The next target is Sarton, a heavily fortified city with a wall the book describes as forty cubits high, roughly sixty feet. The sons of Jacob, the text says, leap the wall. The detail is not metaphorical. Jasher pictures the brothers vaulting the rampart with what the text calls superhuman strength. Iron gates inside the city stop them temporarily. They break the gates with fire.

Inside the city, a tower holds three hundred men, women, and children. The brothers attack. Twelve men in the tower come out and fight Simeon and Levi. The book describes the encounter in detail. The men of Sarton break the brothers' shields. One man cuts Levi on the head with a sword. Levi deflects and seizes the attacker's sword. Eleven attackers continue. Simeon lets out a shriek that stuns them. Judah and Naphtali bring new shields. The fight runs until sunset.

Jacob hears of his sons' difficulty and joins the battle accompanied by Naphtali. Jacob, again with his bow, kills three of the mighty men. The remaining eight, caught front and back, flee in terror. Dan and Asher ambush them on the road. Judah and the others pursue and finish the rest. The Book of Jasher emphasizes the survivors. Only women and children are spared. The men of Sarton are gone.

What kind of shout did Judah let out at Gaash?

Jasher chapter 39 picks up the campaign as the sons of Jacob continue toward Tapnach and Arbelan and finally Gaash, described as the strongest and best fortified city of the Amorites. At Gaash, the gates are locked. Defenders line the walls. An ambush waits outside. The brothers are encircled.

The Book of Jasher then describes a moment that is hard to forget. Judah lets out what the text calls a piercing and tremendous shriek. The shout is so loud that men fall off the wall. Judah uses the resulting chaos to scale the wall himself, only to realize he is up there without a sword. He keeps shouting. "O Lord help us, O Lord deliver us." The defenders panic further and drop their weapons. Judah picks up their swords and fights.

The book records that Judah is eventually surrounded and almost killed. A warrior strikes him on the head with such force that the text says he was nearly killed. Dan leaps onto the wall to help. Naphtali joins. The combined assault by the three brothers breaks the defenders' spirit. Jacob and the rest of the sons storm the city. The bloodshed is graphic. The text describes blood flowing through Gaash "like a brook of water." Neighboring Bethchorin sees the river of blood and arms itself in panic.

Why the book wanted these scenes in the same family album

The Book of Jasher could have rushed past the post-Shechem period the way the Torah does. It chose not to. The book devotes most of two chapters to detailed battle accounts in which Jacob is an active combatant. The choice is theological as well as narrative. Jasher's authors are arguing that the family of the patriarchs survived in Canaan because the patriarchs themselves were capable of overwhelming military response when provoked.

This is a different image of the family than most other apocryphal collections propose. Bereshit Rabbah, for example, is reluctant to portray Jacob in physical combat. Jasher is willing. The book does not present the violence as virtuous.
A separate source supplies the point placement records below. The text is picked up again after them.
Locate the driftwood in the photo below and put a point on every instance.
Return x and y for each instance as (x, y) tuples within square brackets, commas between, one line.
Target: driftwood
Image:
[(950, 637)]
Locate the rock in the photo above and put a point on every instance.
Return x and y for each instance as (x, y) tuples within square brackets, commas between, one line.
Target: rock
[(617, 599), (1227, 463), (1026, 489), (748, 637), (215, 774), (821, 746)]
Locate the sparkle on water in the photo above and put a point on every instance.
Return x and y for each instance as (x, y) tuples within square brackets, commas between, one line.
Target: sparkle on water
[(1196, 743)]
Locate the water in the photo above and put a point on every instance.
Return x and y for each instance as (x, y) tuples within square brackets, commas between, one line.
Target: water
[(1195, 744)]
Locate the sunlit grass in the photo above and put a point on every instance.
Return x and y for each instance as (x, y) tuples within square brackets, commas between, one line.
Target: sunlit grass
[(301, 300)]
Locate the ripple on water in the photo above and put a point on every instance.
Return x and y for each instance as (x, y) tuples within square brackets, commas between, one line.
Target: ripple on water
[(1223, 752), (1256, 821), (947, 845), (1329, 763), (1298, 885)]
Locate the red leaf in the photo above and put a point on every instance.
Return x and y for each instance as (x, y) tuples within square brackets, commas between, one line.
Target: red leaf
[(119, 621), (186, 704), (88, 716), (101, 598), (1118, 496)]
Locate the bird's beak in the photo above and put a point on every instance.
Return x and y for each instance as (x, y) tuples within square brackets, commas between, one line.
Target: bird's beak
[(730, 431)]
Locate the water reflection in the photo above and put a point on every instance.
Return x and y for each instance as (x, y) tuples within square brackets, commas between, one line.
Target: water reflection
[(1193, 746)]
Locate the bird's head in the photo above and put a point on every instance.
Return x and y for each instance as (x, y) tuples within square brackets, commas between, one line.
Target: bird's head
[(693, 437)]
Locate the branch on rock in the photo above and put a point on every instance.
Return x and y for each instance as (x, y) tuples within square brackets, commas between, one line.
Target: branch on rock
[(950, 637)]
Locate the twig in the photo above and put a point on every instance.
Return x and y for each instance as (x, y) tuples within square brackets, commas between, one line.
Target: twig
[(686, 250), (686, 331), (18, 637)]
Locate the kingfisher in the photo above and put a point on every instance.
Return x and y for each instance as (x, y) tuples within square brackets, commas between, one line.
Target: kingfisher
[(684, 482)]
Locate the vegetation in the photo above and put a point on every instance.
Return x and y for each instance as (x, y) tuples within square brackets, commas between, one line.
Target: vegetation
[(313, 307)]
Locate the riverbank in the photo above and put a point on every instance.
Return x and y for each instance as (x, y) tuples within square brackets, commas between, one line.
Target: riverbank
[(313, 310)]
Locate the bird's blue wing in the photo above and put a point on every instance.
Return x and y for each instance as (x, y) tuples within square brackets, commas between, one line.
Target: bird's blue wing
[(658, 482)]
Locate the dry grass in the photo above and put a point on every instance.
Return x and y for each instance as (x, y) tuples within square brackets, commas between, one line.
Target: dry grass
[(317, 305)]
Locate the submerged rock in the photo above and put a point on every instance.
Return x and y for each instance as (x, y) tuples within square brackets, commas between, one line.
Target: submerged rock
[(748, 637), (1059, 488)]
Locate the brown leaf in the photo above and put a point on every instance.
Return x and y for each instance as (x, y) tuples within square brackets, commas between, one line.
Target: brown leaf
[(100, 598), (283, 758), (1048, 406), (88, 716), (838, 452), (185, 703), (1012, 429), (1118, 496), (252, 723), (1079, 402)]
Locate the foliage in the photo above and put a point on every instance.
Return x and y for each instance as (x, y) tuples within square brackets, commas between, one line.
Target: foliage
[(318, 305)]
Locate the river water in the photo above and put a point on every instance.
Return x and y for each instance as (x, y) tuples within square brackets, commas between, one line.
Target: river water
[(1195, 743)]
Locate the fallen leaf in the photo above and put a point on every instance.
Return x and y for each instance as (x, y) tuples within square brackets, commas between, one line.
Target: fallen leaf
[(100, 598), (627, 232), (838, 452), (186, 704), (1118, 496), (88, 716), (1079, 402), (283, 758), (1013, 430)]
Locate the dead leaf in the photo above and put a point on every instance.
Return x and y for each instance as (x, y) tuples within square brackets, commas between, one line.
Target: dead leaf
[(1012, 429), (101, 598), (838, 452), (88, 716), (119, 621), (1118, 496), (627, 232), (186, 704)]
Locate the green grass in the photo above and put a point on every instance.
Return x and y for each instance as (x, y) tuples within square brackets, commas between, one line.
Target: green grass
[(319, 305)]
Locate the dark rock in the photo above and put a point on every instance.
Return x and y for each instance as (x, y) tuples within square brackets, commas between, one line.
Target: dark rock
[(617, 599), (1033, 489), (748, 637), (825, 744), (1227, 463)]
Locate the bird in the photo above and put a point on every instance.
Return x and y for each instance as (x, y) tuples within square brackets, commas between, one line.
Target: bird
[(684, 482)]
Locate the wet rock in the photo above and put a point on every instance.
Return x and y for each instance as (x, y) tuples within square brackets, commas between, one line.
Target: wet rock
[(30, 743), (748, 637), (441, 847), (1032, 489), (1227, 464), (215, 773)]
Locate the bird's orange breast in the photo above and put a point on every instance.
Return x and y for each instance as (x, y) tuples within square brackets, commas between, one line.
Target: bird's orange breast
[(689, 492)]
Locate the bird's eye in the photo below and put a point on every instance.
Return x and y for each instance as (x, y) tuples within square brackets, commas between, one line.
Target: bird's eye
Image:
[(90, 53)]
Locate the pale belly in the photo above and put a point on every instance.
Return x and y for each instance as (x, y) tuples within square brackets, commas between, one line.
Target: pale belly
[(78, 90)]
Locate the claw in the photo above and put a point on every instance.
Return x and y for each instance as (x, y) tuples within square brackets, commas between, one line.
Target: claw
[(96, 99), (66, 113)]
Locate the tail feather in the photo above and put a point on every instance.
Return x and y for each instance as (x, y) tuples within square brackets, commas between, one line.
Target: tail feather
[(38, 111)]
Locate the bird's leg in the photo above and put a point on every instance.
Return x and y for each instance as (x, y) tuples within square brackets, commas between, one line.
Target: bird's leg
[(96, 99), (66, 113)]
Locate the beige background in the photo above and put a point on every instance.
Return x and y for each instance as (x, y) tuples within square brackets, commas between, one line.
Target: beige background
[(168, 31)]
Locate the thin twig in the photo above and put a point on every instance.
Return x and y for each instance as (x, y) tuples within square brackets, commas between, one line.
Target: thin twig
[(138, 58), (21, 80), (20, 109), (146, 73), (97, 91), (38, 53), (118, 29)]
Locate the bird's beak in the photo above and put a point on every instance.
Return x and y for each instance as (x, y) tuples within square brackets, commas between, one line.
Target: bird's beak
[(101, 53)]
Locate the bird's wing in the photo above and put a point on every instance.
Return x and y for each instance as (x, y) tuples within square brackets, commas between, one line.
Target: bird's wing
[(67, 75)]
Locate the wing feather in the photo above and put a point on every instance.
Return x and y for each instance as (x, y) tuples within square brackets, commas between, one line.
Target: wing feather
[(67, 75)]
It presents the violence as factually necessary in the world the family was living in. The Canaanite kings, in this reading, organized to crush the descendants of Abraham. The descendants of Abraham organized back.

What the brothers had to do that no other Jewish text shows them doing

The Book of Jasher leaves the reader with an image of the patriarch and his sons that has aged uncomfortably. A bowman in his eighties killing four kings in one afternoon. Twelve sons scaling sixty-foot walls and clearing fortified towers. A shriek from one brother dropping defenders into the dust. The text does not hide any of this. It treats the violence as part of the story Genesis chose not to tell in detail.

The book ends each chapter the same way. The spoil is taken. The women and children are spared. The brothers move to the next city. The cycle stops only when the campaign ends and the family returns to its tents to continue the slower work that the Torah will tell about for the rest of Genesis. The Book of Jasher leaves the bows and the swords in the corner. The reader who has finished both chapters cannot quite forget where they were.